Der wirtschaftliche Vorteil emergenter Kognitions- und Kommunikations(re)organisation liegt auf der Hand:
Seine effiziente und effektive Nutzung hängt davon ab, wie gut und wie schnell wir begreifen, dass der Lockdown nicht folgenlos an Kommunikationsorganisation vorbei gehen wird.
Seine wirtschaftliche Konsequenz - ja die Frage, die er direkt an Unternehmen, Selbständige und Freiberufler stellt - wird Viele dazu motivieren, im nachhinein gründlich zu überprüfen, was sie hätten anders machen können. Mehr noch aber wird sich Kosteneffizienz bemerkbar machen.
Mehr denn je wird dort, wo das Unternehmen auf Kommunikationskompetenz angewiesen ist, auffallen, wer und welche Teams effiziente Reorganisation können und wer und welche Teams nicht.
Sind die technischen Probleme erst einmal bewältigt, wird auffallen, welche große Rolle KommunikationsFORMen spielen - und zwar auch und ganz besonders als Zeit- und Kostenfaktor.

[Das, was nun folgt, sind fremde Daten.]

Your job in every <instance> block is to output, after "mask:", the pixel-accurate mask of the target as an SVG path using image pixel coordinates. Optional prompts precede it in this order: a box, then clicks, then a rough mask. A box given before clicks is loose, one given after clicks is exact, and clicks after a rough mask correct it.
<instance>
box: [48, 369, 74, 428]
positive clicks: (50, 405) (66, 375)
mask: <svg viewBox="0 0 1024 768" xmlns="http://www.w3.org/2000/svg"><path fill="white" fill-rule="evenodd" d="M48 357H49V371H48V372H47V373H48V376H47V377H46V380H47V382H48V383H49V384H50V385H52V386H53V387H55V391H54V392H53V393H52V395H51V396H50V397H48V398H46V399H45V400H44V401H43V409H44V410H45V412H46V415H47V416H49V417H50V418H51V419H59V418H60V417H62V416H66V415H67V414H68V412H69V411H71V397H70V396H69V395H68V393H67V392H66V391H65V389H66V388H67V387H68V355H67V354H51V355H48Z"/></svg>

Das kann so weit gehen, dass weite Teile vom Campus von Organisationen für immer ins Homeoffice umgelegt werden, wo sie unter dem Druck von Kommunikationseffizienz auf ihre kreative Konzentration, den sozialen Restwert, zusammenschrumpfen werden.
Das ist sicherlich ein unangenehmes Topic, dass Unternehmen, aber auch Freiberufler und Selbständige zusehen werden, aus diesen Erkenntnissen heraus Kosten und damit Arbeitnehmer einzusparen, bzw. an Kommunikationseffizienz ihre Partner messen.

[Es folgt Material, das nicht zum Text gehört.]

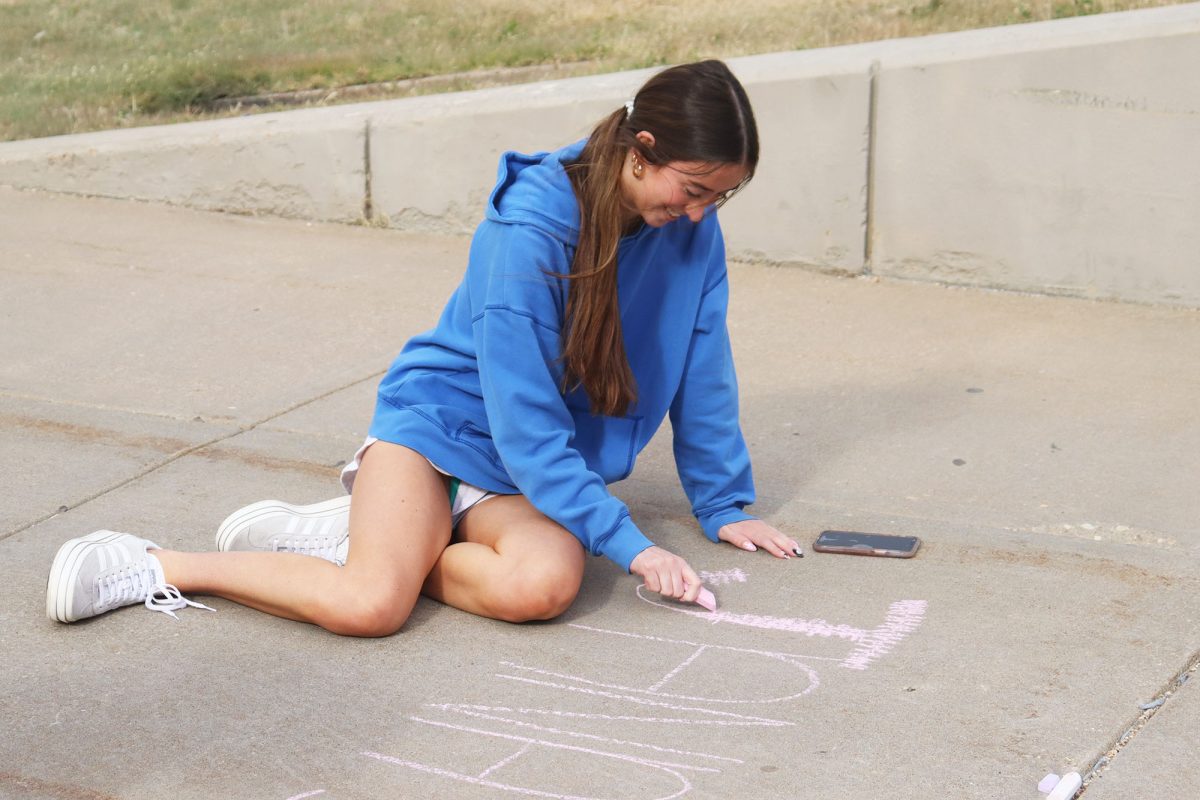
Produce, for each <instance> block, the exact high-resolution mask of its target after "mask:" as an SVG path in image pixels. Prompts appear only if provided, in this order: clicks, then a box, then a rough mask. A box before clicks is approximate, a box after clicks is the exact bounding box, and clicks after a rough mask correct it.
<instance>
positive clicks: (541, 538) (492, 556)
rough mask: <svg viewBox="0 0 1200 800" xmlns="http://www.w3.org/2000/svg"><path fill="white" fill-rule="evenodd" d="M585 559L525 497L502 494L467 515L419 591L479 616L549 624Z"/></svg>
mask: <svg viewBox="0 0 1200 800" xmlns="http://www.w3.org/2000/svg"><path fill="white" fill-rule="evenodd" d="M583 561H584V554H583V546H582V545H581V543H580V540H577V539H576V537H575V536H572V535H571V534H570V533H569V531H568V530H565V529H564V528H562V527H560V525H558V524H557V523H554V522H552V521H551V519H548V518H547V517H546V516H545V515H542V513H541V512H540V511H538V510H536V509H534V507H533V505H530V503H529V501H528V500H527V499H526V498H524V497H522V495H520V494H512V495H504V497H498V498H492V499H491V500H487V501H486V503H481V504H480V505H478V506H475V507H474V509H472V510H470V511H468V512H467V516H466V517H463V519H462V521H461V522H460V523H458V528H457V531H456V534H455V542H454V543H452V545H450V546H449V547H446V548H445V549H444V551H443V552H442V555H440V558H439V559H438V561H437V564H434V565H433V570H432V571H431V572H430V576H428V578H427V579H426V581H425V588H424V591H425V594H426V595H428V596H430V597H433V599H436V600H440V601H442V602H444V603H448V604H450V606H454V607H455V608H461V609H463V610H467V612H470V613H473V614H479V615H481V616H491V618H493V619H502V620H506V621H510V622H524V621H528V620H535V619H552V618H554V616H558V615H559V614H562V613H563V612H564V610H566V608H568V607H569V606H570V604H571V602H572V601H574V600H575V596H576V595H577V594H578V591H580V584H581V582H582V581H583Z"/></svg>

Gesamtwirtschaftlich ist es allerdings ein Vorteil, weil sich erstens neue Beratermärkte öffnen werden und weil sich zweitens daraus der Emergenz angepassteres Wirtschaften ergibt, das Unternehmen Freiräume schaffen kann, um sich leichter den Anforderungen und Herausforderungen kommender Krisen anzupassen und in ihnen neue Märkte zu öffnen.
Für kreative Menschen ist das eine gute Nachricht, da sie sich nicht mehr durch ineffiziente Kommunikationsorganisation ausgebremst sehen müssen, die ihre Fähigkeiten schon allein deshalb nicht unter die Lupe nehmen und dann in freien Lauf schicken konnten, weil sie damit befasst waren, die Kommunikationsdynamiken mit Tools aus dem letzten Jahrhundert so halbwegs am Laufen zu halten.
Eine Chance für Alle, im eigenen Kompetenzraum zu strahlen und in Emergenz weitere Chancen zu öffnen.